Google Ads OAuth — Enter Developer Token + Client ID/Secret, open browser for OAuth, select account.
Meta Ads OAuth — Enter App ID/Secret, open browser for OAuth, obtain Long-Lived Token, select account.
MCP configuration — Choose global (~/.claude/settings.json) or project-level (.mcp.json).

Project-Level MCP Configuration (`.mcp.json`)

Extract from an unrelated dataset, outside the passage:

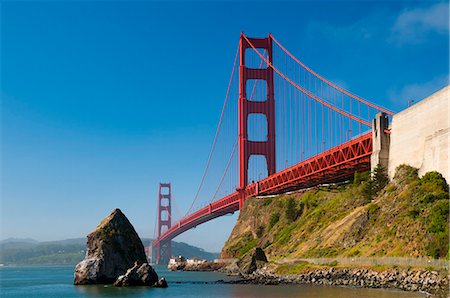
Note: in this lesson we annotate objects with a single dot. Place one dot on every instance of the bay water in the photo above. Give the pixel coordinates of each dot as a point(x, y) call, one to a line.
point(57, 281)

If you choose project-level placement, mureo auth setup creates a .mcp.json file in your project root:

{
  "mcpServers": {
    "mureo": {
      "command": "python",
      "args": ["-m", "mureo.mcp"]
    }
  }
}

AI agents that support .mcp.json (e.g., Claude Code) will automatically discover and connect to the mureo MCP server when working in that project directory.

Verifying Credentials

Use the mureo auth commands to verify your setup:

# Show authentication status for all platforms
mureo auth status

# Check Google Ads credentials (shows masked values)
mureo auth check-google

# Check Meta Ads credentials (shows masked values)
mureo auth check-meta

Example output for mureo auth status:

=== Authentication Status ===

Google Ads: Authenticated
Meta Ads: Authenticated

Example output for mureo auth check-google:

{
  "developer_token": "***************abcd",
  "client_id": "123456789.apps.googleusercontent.com",
  "client_secret": "***************wxyz",
  "refresh_token": "***************efgh",
  "login_customer_id": "1234567890"
}

Secrets are masked, showing only the last 4 characters. This lets you verify the right credentials are loaded without exposing them.